What I didn’t realize was that cookies were scarce for our host. They were a special treat and a big expense. He willingly and intentionally sacrificed his scarce cookies for us, his guests, even though we were unaware of the sacrifice he was making.
Of course, this reminds me of how we tend to get this backwards when leading our teams: we want to eat the cookies.
The team is not there to serve the leader. The leader is there to serve the team. The team eats the cookies that the leader sacrifices to provide, not the other way around.
This is important in my own work of helping leaders build functional, collaborative, and aligned teams. For example, when I facilitate the strategic team process, the leader’s perspective matters. Their perspective and motive dictates how successful the team will be in the process. When the leader has the perspective that the team is serving them, it’s tough going. When the leader has the perspective that they are serving the team, everything and anything becomes possible.

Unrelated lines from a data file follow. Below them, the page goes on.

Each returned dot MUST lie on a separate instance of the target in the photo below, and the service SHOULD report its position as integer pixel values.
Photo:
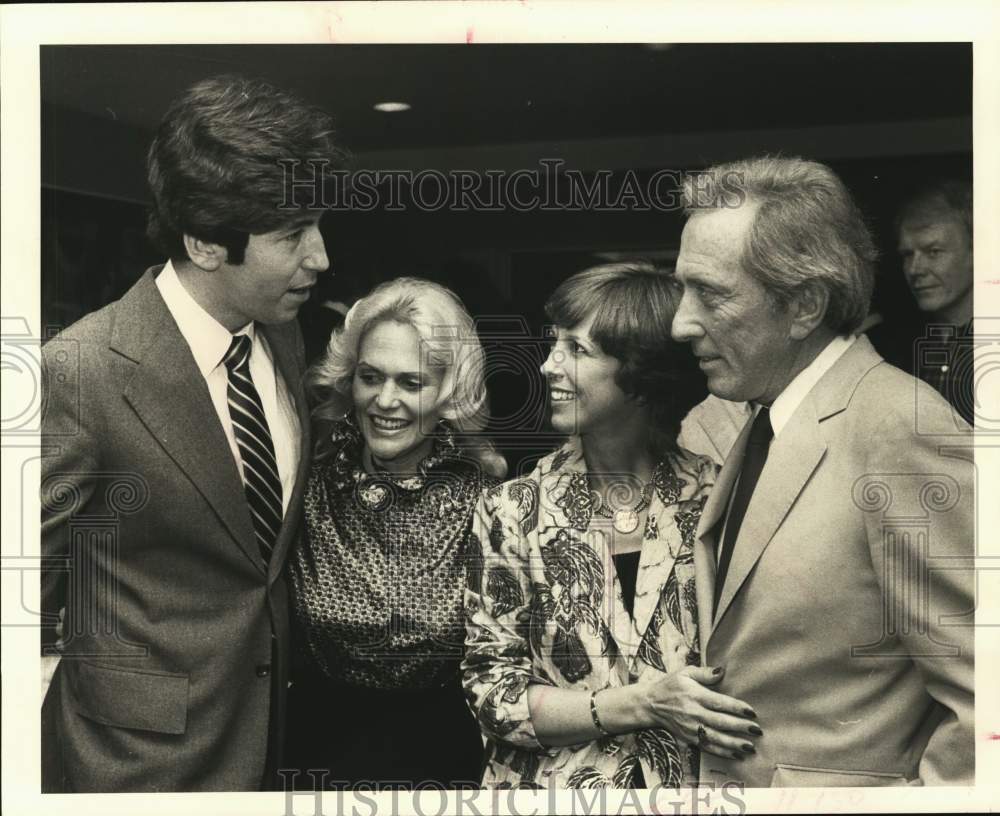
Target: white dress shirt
(790, 399)
(209, 341)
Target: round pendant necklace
(626, 520)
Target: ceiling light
(392, 107)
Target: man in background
(814, 555)
(176, 448)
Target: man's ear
(204, 254)
(807, 308)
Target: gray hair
(807, 229)
(940, 197)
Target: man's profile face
(937, 263)
(737, 332)
(277, 274)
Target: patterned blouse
(545, 606)
(379, 574)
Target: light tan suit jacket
(846, 615)
(177, 635)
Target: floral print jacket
(544, 605)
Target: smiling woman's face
(395, 396)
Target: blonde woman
(582, 658)
(379, 574)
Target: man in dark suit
(175, 440)
(833, 558)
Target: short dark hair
(807, 229)
(939, 197)
(213, 167)
(633, 305)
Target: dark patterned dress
(546, 606)
(377, 595)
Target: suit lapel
(282, 341)
(792, 458)
(171, 398)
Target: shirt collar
(208, 339)
(797, 390)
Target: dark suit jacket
(845, 619)
(176, 631)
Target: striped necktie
(253, 438)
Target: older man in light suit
(833, 560)
(176, 445)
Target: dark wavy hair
(633, 305)
(215, 165)
(806, 230)
(937, 199)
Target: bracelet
(593, 715)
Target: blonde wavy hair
(448, 341)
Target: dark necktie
(753, 463)
(261, 482)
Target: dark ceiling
(496, 94)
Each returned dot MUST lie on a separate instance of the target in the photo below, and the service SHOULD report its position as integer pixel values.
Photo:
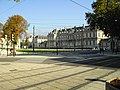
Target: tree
(105, 16)
(14, 27)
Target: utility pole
(33, 38)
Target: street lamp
(74, 39)
(6, 43)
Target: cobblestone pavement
(24, 74)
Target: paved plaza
(53, 73)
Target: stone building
(40, 41)
(76, 37)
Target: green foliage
(105, 16)
(14, 26)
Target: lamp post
(74, 39)
(6, 43)
(33, 38)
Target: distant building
(40, 41)
(76, 37)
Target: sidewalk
(22, 75)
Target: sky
(46, 15)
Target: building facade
(40, 41)
(76, 37)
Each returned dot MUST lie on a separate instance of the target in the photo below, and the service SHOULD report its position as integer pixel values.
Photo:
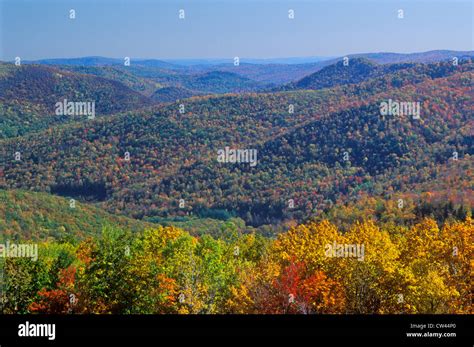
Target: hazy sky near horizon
(35, 29)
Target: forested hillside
(332, 146)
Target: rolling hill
(173, 154)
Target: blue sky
(34, 29)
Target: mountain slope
(173, 154)
(29, 93)
(31, 215)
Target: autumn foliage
(420, 269)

Recently, I saw this play out in practical terms. During a strategic team offsite I was facilitating, the leader told the team that they were “not very good at [the topic we were discussing].” That willingness to be vulnerable and serve the team opened up a completely new conversation. The team gobbled up the cookies and everyone, including the leader, was better off because of it.
When a leader gets this perspective backwards, a leader will:
- Focus on the actual work to get done to the exclusion of the health of the team.

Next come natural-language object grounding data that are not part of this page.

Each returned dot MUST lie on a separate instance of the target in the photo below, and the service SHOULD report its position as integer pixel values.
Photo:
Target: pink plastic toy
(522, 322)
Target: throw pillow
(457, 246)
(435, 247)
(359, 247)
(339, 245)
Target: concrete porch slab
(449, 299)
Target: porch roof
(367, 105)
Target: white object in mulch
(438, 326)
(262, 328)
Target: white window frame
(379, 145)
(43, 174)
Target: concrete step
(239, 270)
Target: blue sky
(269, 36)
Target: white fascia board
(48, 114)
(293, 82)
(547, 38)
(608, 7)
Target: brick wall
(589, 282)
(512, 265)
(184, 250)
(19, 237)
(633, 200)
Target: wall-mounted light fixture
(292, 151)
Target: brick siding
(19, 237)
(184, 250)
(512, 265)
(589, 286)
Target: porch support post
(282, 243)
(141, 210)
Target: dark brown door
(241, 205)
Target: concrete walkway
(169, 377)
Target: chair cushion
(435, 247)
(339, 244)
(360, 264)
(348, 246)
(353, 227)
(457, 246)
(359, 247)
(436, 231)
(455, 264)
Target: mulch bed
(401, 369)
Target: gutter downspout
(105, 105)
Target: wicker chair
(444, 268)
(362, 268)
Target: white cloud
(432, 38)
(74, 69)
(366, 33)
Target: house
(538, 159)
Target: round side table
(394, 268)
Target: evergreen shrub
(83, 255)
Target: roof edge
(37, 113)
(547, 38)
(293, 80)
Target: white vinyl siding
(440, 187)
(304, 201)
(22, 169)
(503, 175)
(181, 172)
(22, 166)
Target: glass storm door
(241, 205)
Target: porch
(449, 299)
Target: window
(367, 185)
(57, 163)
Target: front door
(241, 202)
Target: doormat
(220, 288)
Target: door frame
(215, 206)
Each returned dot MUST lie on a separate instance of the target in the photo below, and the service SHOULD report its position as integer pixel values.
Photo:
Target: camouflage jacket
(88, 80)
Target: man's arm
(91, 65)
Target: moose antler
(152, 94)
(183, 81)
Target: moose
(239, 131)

- Not put in the extra effort and energy to constantly communicate with team members to ensure their team experience is extraordinary, engaging, and clear.
- Accept poor behavior and a mediocre culture.

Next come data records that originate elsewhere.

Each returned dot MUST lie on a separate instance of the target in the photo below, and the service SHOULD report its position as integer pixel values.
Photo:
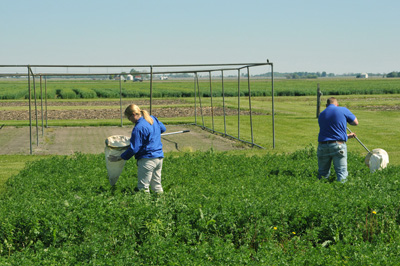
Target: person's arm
(354, 122)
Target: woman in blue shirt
(146, 146)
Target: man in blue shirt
(146, 146)
(332, 139)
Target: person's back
(332, 139)
(333, 123)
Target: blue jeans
(336, 153)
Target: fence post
(319, 94)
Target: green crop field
(255, 207)
(89, 89)
(217, 209)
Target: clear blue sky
(333, 36)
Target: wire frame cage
(205, 78)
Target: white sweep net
(115, 145)
(377, 159)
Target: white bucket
(115, 145)
(377, 159)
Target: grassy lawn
(296, 125)
(12, 164)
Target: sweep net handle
(359, 141)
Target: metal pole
(273, 107)
(30, 109)
(201, 107)
(120, 100)
(251, 118)
(37, 126)
(45, 98)
(151, 88)
(212, 107)
(238, 103)
(195, 99)
(319, 94)
(41, 104)
(223, 100)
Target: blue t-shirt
(333, 123)
(145, 140)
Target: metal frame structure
(188, 68)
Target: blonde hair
(331, 100)
(134, 109)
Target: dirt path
(68, 140)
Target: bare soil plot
(68, 140)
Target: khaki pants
(149, 174)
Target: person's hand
(351, 135)
(113, 158)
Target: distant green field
(89, 89)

- Put pressure on the team to perform (in an unhealthy way).
- Not take the time to evaluate themselves and how they can be a better leader.
- Ask the team to do work without giving them a clear picture of the overall strategy.
Perhaps this can be summed up by this quote I recently read from Joe Calloway: “Strong leaders prepare a team to win. Weak leaders pressure a team to win.”
When the leader gets it right, and is there to serve the team, they will:
- Clarify what is actually most important for the team to accomplish (spoiler alert: it’s not everything).
- Ensure that each team member is 100% clear on their role and how they contribute to the team’s and organization’s objectives.
- Create a team culture with clear behaviors that attract and retain people and foster an environment for everyone to do their best work.
- Take difficult action to eliminate poor and toxic behavior.
- Make every team member feel like they are part of a team – something bigger than themselves.
This requires the leader to:
- Constantly communicate.
- Ask questions and listen to what’s going on with their team.
- Say no to what is not most important to the team’s success.
- Decide on what is most important to the team’s success.
- Actively work to support and run interference for the team.
- Initiate difficult conversations.
- Take unnecessary burdens off of the shoulders of their team and place it on their own shoulders.
- Take action on behaviors that are detrimental to a healthy team culture.
- Spend extra time and energy even when no one notices they are doing so.
This is extra work and not easy. It takes sacrifice, sometimes unnoticed. But it’s the leader’s job to do the above. No one else can do it. When the leader does not embrace these, everyone else in the organization suffers.
Which perspective do you have as a leader? If you’re not sure, reach out and I’ll send you a quick, easy, and private self-assessment.
Let’s each become leaders who, while many times imperfect, strive to give our team the cookies.